If domestic demand does not meaningfully recover, China risks sliding back into the kind of social and economic tension seen in 2024 Q3. And without a credible external distraction, the system will have nowhere to shift its attention. At that point, action becomes unavoidable anyway.
This is why 2026 looks fundamentally different from 2025. Beijing may, for the first time in years, have both the willingness and the necessity to treat demand not as something nice to have, but genuinely as a core strategy. This is also why, in our 2026 China Equity Outlook published yesterday, consumption also ranks at the very top of our list.
2026 is certainly going to be exciting for all of us.
Thank you for reading.
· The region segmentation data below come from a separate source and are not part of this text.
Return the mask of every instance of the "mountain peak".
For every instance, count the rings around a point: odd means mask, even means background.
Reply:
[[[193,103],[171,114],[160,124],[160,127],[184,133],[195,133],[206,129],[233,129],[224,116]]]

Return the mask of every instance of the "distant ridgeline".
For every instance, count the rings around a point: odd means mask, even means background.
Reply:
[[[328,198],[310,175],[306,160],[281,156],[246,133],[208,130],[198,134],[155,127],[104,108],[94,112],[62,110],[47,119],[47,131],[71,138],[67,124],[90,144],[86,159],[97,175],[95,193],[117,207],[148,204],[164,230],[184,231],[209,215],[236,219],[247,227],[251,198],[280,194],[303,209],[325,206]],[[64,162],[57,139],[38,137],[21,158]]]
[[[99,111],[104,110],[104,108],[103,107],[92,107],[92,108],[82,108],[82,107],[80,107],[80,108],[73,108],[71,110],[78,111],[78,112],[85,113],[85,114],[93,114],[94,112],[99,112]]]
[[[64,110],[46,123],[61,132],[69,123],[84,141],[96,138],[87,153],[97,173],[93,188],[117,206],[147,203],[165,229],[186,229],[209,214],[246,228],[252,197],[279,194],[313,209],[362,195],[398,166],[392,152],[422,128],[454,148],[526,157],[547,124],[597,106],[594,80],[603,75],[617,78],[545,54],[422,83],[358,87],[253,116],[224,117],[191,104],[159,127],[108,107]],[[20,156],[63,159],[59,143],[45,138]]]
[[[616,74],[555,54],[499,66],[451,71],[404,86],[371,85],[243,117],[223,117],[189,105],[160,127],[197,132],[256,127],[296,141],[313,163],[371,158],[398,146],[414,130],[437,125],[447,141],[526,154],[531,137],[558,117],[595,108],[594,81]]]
On behalf of the entire Baiguan team, let me extend to you a sincere Merry Christmas and Happy New Year!




im not gonna go into the politics of it. consumption is a way of expression and tied to free will. i think we talked about it here. you can't tell people how to spend their money. in the end they will just put it in the bank.
put that aside, i think fundamentally market is aware that you cant conjure consumption out of thin air, or out of rhetoric. the ability to spend is driven by something real.
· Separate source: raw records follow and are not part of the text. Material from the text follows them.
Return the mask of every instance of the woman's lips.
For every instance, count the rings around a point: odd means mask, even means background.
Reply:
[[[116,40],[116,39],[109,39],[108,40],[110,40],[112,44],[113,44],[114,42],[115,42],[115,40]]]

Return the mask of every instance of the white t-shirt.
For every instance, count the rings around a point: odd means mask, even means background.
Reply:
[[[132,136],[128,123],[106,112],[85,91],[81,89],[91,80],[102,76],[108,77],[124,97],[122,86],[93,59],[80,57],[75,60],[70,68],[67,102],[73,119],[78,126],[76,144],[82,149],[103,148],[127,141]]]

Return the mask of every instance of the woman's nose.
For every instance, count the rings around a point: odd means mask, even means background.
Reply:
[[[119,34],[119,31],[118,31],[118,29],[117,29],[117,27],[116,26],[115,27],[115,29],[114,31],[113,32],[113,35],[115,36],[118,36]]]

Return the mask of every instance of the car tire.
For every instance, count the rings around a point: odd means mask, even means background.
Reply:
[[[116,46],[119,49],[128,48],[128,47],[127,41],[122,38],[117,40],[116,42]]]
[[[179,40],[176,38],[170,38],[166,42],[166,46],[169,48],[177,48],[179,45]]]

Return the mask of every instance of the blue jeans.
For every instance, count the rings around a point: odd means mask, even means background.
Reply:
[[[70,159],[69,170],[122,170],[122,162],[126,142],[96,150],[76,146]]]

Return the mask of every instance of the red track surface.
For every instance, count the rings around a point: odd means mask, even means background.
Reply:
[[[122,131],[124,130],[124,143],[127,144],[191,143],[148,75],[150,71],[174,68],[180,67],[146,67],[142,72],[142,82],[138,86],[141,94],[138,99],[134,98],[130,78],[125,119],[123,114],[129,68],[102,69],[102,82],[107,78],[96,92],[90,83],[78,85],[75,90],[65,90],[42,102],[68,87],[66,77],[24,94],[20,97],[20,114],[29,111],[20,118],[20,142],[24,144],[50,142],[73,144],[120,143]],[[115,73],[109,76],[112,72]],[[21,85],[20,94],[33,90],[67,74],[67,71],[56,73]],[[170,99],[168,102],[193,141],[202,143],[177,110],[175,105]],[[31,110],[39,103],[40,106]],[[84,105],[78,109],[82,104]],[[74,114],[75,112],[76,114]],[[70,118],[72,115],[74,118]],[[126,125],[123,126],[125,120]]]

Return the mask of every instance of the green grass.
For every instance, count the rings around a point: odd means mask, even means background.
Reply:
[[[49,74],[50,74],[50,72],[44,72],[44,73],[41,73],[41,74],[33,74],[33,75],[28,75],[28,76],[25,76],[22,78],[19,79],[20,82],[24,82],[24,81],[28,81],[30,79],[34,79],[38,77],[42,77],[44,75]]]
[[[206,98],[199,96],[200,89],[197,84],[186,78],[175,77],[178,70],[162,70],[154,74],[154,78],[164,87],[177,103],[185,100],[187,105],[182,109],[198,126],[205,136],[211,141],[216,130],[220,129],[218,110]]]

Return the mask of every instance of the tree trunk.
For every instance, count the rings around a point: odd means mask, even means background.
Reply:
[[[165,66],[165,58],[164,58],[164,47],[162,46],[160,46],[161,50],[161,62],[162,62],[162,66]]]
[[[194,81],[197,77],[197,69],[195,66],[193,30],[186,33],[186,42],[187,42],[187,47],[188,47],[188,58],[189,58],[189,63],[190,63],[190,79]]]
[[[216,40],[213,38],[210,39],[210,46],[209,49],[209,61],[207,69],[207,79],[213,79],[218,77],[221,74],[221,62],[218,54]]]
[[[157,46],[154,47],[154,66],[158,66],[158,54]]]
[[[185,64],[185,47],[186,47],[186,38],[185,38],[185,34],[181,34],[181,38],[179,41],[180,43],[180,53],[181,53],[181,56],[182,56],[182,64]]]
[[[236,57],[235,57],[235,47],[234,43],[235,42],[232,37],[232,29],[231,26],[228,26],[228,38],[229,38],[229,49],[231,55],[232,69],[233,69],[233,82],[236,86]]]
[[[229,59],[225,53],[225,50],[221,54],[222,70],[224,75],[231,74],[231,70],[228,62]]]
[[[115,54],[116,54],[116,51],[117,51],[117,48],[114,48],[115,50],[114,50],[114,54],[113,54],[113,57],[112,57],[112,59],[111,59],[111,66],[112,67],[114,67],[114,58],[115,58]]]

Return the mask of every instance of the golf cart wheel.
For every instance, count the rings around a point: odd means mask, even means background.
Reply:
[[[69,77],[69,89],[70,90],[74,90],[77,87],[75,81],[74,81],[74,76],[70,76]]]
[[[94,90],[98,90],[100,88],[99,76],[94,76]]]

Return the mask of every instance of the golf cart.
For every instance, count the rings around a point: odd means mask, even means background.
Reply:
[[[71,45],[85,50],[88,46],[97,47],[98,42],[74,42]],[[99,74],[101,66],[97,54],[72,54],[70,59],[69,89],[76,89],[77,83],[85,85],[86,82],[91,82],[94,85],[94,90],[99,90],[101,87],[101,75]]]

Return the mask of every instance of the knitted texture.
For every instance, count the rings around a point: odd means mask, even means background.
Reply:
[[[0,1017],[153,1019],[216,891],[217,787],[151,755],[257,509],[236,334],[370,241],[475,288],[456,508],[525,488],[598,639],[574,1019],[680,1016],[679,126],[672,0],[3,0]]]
there are of course more academic ways to define consumption or spending im sure, but i would like to start with a commonsensical definition: one man's spending is another man's income. when you look at society as a whole, spending sorta= income.
but that certainly cant be the full picture, we all know that. not all income transfers into spending and people without income still spend. so to paint a fuller picture, without complicating things too much, i resort to the following equation:
consumption = income + sentiment - cost of living
income: salary, anything thats regular and predictable.
sentiment: property price, stock price, wealth, even expected wealth. anything that may not be regular and un-predictable.
cost of living: expenses, social security, child bearing, medical, elder care etc....
the market knows, it takes more than talk to raise consumption. increase income, you get more consumption. improve sentiment, people consume more. reduce cost of living, more money to spend. not magic but also not rocket science.
that brings me to what really changed this year. under the section about raising domestic demand and consumption, priority number 1 in the CEWC, it mentioned "drafting a plan to increase urban-rural resident income" (制定实施城乡居民增收计划). it is the first time decision makers had referred to increasing income in relation to consumption. measures have been taken to improve the sentiment element (stabilize financial market) and cost of living element (subsidies and cash handouts to special group and for child care). but the income element has never been addressed.
yet, it's all still talk, pending execution like you said. but it is at least a meaningful and welcomed pivot.
There is the ring of conviction in what you have written and your argument is persuasive. Let's hope that the way forward is found, consumers gain in confidence and loosen their purse strings.